安曇野受け入れ先農家紹介シリーズの第4弾!

残念ながら、松村さんが参加出来なくなってしまったので受け入れ先としては3件目となります。

しげに続いて張り切って紹介したいと思います!

今回は、自然農を取り入れた自然農・自然農法で無農薬家庭菜園の講師をされている竹内孝功(たけうちあつのり)さんです。
竹内さんは、自然農・自然農法を10数年学びながら実践してきた中で、4年前縁あって今の安曇野で無農薬・家庭菜園教室を開業しました。

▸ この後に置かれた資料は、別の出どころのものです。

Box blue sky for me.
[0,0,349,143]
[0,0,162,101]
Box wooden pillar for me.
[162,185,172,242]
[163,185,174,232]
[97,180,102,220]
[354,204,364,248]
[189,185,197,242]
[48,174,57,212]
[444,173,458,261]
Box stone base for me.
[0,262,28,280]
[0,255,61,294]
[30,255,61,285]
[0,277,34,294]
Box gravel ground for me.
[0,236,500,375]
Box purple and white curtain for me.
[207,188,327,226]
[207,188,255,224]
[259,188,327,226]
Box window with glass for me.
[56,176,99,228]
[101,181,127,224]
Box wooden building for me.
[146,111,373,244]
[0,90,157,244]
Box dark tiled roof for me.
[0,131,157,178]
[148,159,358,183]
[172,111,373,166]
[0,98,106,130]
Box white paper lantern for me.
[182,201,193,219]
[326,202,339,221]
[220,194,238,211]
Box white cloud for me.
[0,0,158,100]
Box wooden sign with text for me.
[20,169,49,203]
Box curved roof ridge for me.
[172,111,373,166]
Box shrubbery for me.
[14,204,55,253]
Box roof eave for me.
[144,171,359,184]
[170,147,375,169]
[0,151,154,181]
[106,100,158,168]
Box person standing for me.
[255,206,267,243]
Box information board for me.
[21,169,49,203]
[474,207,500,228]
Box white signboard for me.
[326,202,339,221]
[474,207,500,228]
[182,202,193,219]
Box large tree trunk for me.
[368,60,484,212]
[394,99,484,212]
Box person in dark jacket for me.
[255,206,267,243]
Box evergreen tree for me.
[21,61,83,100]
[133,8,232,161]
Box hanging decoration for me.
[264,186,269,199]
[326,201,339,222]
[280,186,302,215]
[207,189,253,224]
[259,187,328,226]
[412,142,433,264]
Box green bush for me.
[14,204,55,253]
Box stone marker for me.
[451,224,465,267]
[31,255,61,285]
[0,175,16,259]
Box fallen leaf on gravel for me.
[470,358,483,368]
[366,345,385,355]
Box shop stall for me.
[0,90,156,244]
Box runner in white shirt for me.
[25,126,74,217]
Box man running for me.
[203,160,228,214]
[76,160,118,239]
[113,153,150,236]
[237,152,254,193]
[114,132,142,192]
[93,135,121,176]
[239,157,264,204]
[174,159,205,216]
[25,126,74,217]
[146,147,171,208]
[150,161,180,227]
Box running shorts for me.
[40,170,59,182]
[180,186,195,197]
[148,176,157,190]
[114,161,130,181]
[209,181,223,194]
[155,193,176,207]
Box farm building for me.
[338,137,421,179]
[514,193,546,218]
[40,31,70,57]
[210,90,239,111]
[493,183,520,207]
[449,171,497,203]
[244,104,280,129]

竹内さんは、自給自足の生活を中心に、おもに地元で現在、シャロムヒュッテ(※1)であずみの自然農塾『あずみの自然農塾』(※2)と、ご自身の畑で安曇野自給農スクール『Azumino自給農スクール』(※2)、地元のNHKカルチャーセンターなどでも菜園の魅力を教えています。

興味のある方は竹内さんのブログにも自然農菜園の情報が満載ですので是非のぞいてみてください)♪
安曇野発 無農薬自然栽培(自然農法・自然農)でカンタン家庭菜園『自給自足農園のコツ』 (※2)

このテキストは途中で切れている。